I smile slightly as I walk into the cold, dark night and reply, “But one text back from you, and I would have folded and come home because you are my home, Damian, and I needed the time away to get my head sorted. You weren’t willing to give any input regarding the baby and even after I texted, after you replied the urge to return was high because of how much I was missing you.”
“I know, baby, I just wish you’d messaged me sooner. No contact was fucking hard,” he mumbles, and I smile a little.
This man…
"I love you," I say, to which he responds, "I love you too, Angel."
“Can I come over so we can talk about everything?” I ask and chew my bottom lip, a little nervous he’ll say no despite knowing he won’t. My emotions can sometimes run a little wild when my head knows the truth, it’s very tiring battling with myself on a daily basis.
“If you’re not here in five minutes, I’m coming to get you. I let you have the three days to get situated, but no more,” he replies making everything settle inside me as butterflies swim and my heart flutters.

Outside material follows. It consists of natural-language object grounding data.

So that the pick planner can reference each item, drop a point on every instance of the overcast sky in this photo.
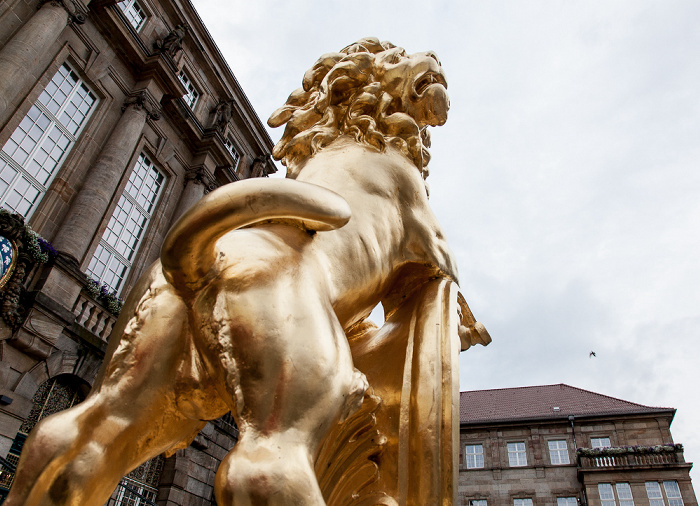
(566, 176)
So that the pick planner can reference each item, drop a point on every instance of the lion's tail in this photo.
(188, 251)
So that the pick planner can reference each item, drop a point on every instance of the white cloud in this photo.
(567, 176)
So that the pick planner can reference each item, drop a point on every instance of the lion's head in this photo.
(371, 90)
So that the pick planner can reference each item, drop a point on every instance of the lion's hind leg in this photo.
(137, 410)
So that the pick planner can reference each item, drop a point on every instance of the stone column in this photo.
(91, 203)
(25, 57)
(198, 182)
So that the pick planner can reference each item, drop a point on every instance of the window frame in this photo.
(55, 136)
(654, 501)
(594, 445)
(235, 153)
(191, 98)
(144, 162)
(673, 500)
(516, 454)
(609, 499)
(559, 452)
(624, 501)
(476, 455)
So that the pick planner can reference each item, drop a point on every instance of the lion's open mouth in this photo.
(427, 80)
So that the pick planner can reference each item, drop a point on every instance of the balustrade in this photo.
(93, 317)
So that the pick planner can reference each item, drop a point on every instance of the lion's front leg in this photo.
(288, 371)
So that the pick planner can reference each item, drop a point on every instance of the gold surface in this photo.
(260, 307)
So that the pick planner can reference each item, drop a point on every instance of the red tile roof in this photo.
(538, 402)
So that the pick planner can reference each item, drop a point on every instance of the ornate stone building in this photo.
(115, 117)
(559, 445)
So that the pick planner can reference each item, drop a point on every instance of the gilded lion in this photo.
(258, 286)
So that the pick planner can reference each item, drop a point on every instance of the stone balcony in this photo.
(626, 457)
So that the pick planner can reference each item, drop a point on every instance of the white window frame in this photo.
(624, 494)
(193, 94)
(37, 149)
(673, 493)
(558, 452)
(124, 235)
(600, 442)
(567, 501)
(606, 494)
(517, 454)
(654, 494)
(233, 150)
(474, 456)
(134, 13)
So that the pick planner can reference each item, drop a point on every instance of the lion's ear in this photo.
(315, 74)
(297, 99)
(352, 72)
(281, 116)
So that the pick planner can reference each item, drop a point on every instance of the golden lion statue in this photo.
(259, 284)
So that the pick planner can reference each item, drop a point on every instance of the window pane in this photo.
(606, 494)
(133, 12)
(474, 456)
(516, 455)
(567, 501)
(126, 227)
(654, 493)
(192, 94)
(624, 494)
(558, 452)
(600, 442)
(673, 493)
(36, 149)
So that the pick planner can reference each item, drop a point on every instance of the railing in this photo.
(630, 456)
(132, 493)
(93, 317)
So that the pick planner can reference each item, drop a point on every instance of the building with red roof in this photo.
(561, 445)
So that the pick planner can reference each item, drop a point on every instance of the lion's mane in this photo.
(341, 95)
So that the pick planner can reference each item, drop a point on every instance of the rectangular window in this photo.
(234, 153)
(654, 493)
(120, 241)
(558, 452)
(600, 442)
(607, 498)
(192, 94)
(516, 455)
(673, 493)
(474, 456)
(31, 157)
(624, 494)
(133, 12)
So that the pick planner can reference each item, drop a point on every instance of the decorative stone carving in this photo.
(142, 100)
(75, 10)
(172, 43)
(201, 176)
(259, 306)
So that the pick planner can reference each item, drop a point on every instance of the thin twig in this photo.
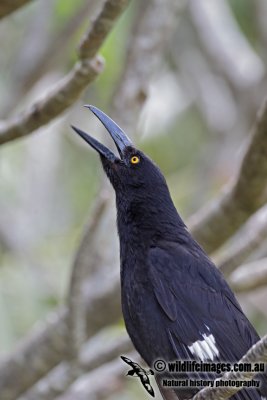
(216, 222)
(69, 88)
(245, 242)
(96, 352)
(256, 354)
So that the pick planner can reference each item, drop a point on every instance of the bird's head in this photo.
(131, 171)
(141, 190)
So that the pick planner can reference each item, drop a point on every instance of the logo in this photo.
(140, 373)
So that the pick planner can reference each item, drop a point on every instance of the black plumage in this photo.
(176, 304)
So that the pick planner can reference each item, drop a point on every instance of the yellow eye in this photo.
(135, 160)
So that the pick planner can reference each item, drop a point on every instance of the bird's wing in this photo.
(201, 316)
(131, 363)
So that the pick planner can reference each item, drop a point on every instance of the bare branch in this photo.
(93, 354)
(65, 92)
(100, 383)
(245, 242)
(256, 354)
(80, 272)
(24, 76)
(7, 6)
(250, 276)
(216, 222)
(46, 345)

I smile and open my mouth to tell him that I’ll be there in three but instead I gasp, “Ouch,” as I’m suddenly shoved into the door of my bakery hard, my head bouncing off it and I blink, dizziness filling me.

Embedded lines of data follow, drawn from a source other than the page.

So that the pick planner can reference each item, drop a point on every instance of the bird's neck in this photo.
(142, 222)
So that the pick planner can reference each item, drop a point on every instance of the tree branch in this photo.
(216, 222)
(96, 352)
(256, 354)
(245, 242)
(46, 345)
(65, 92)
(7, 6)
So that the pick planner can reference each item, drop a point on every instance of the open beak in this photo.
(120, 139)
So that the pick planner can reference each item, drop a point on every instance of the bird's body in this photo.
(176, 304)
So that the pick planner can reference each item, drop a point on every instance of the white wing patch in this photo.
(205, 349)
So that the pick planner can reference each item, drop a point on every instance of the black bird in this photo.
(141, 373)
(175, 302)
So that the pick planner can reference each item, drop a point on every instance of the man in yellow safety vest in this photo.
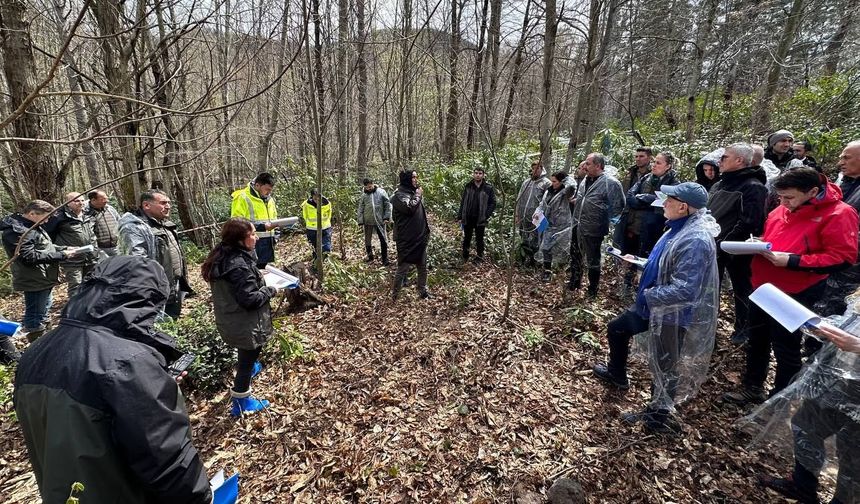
(256, 203)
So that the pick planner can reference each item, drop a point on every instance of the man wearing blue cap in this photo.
(676, 307)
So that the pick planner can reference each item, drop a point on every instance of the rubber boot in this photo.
(244, 403)
(8, 352)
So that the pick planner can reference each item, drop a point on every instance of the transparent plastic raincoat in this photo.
(683, 313)
(555, 240)
(817, 418)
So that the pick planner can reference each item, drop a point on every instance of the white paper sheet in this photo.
(785, 310)
(745, 248)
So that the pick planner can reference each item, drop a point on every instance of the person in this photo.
(256, 203)
(812, 234)
(309, 215)
(71, 227)
(95, 400)
(822, 403)
(842, 283)
(105, 221)
(676, 305)
(802, 152)
(708, 169)
(779, 150)
(35, 269)
(374, 213)
(555, 207)
(528, 199)
(148, 232)
(240, 299)
(476, 207)
(737, 202)
(411, 233)
(599, 199)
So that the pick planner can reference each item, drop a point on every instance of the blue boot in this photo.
(244, 402)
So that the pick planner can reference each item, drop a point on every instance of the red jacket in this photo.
(821, 237)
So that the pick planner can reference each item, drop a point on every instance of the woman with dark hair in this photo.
(813, 233)
(241, 301)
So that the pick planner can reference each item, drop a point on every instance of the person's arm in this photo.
(244, 287)
(752, 215)
(151, 430)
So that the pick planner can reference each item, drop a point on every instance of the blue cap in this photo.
(690, 193)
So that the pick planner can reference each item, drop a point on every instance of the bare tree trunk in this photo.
(361, 70)
(43, 178)
(761, 112)
(453, 103)
(546, 119)
(516, 75)
(476, 81)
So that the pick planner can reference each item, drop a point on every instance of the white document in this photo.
(285, 222)
(785, 310)
(745, 248)
(279, 279)
(638, 261)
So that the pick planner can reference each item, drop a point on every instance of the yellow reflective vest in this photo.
(247, 204)
(309, 214)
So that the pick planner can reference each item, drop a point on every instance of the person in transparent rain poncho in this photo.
(675, 314)
(817, 416)
(555, 239)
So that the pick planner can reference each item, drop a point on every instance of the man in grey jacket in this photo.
(599, 199)
(374, 212)
(147, 232)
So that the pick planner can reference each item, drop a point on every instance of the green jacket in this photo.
(96, 403)
(36, 267)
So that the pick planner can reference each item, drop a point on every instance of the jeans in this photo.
(244, 369)
(740, 273)
(368, 240)
(766, 334)
(479, 239)
(312, 239)
(36, 306)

“Essy?” I hear Damian shout as I drop my phone when a hand grips the back of my hair tightly and yanks hard, sending a shooting pain through my head as whoever grabbed me pulls my head back, and I scream, “Get off!” as I try to pull away from the person even as pain consumes me.
A cold chuckle washes over me, sending a dark shiver down my spine before I’m yanked back by my hair. I feel my body fall and as if happening in slow motion and knowing I can’t stop myself, I feel my feet lift underneath me as I fall. I land with a thump on the concrete, my head smacking it hard, and I cry out in pain and go to grab it, but before I can touch my head, a fist comes my way from the hooded figure, his knuckles hitting my eye and I scream, and dizziness takes hold and nausea consumes me.
Oh god, why…
I blink and blink again, trying to get my wits about me before I feel rough hands going to my jeans and panic hits, and I scream,“No,”while kicking out and swinging my fists, not allowing someone to rape me.

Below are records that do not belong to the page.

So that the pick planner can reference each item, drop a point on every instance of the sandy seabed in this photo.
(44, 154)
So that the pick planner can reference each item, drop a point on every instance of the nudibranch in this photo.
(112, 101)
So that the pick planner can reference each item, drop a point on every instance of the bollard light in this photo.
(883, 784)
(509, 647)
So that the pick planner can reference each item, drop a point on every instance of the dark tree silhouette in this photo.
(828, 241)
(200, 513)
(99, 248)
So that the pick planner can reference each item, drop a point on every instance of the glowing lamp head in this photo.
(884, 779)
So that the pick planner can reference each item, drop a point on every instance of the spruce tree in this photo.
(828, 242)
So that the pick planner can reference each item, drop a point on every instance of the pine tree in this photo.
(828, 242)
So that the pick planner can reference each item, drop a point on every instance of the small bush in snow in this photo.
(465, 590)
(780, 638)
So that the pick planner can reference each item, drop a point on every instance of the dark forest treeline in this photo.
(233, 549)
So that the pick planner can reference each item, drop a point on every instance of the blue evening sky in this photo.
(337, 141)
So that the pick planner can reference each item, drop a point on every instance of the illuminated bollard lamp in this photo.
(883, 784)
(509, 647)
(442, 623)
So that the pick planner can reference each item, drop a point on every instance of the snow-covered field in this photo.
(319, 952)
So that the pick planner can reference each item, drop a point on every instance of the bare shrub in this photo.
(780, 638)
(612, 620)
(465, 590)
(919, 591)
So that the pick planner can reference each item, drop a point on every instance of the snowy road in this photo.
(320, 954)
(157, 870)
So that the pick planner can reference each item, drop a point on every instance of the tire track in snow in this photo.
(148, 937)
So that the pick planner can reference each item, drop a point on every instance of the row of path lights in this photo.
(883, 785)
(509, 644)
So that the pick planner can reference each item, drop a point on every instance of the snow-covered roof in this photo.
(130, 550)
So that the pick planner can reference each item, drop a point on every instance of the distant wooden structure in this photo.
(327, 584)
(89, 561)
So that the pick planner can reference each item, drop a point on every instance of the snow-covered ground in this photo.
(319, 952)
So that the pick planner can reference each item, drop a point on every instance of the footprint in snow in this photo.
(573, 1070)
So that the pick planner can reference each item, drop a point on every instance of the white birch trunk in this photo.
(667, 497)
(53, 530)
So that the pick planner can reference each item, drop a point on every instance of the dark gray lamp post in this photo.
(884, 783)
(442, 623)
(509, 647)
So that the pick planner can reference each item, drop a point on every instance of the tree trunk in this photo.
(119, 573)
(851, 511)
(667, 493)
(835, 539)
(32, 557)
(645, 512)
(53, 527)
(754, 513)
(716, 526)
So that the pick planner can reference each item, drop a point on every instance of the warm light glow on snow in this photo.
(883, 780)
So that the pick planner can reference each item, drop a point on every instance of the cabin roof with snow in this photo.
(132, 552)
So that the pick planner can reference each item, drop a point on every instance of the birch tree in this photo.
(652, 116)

The person grunts when my foot hits their gut and stumbles back, and I scramble to move, but he’s on me instantly before I can twist, tearing my jeans and panties down, cold air rushing around me and panic hits.
I cry out and kick as I turn onto my stomach and try to get away while the person is busy throwing my jeans away and fear rushes through me, but the guy just chuckles some more, clearly liking my fight and grips my ankle before dragging me back. I land with a thump on my front as he pulls me hard and I cry out again as my stomach scrapes across the concrete. I scream again, tears blinding me and I struggle against the person who is so much stronger than me.
This can’t be happening, it can’t be happening.
I feel the guy’s weight on my back as he tries to spread my legs, but I fight against him, causing him to dig his nails into my thighs and drag them and immense pain hits me hard.
I cry out in pain, and without meaning to, I move my right leg up a little, hoping to give me the push I need to get away, but instead, it gives him what he wants.
One moment, I’m trying to fight, and the next, he shoves himself inside my dry entrance hard, and I scream as he tears my walls.
“No, please stop,” I plead through my tears as vomit builds before a roar sounds out around me, and I fight hard against the guy, thrashing my body to get him to remove himself from inside me.
He pulls out, then thrusts in again hard, and I scream a terrifying and painful scream as sharp pains hit my stomach, like bad period cramping, and the realization hits me hard.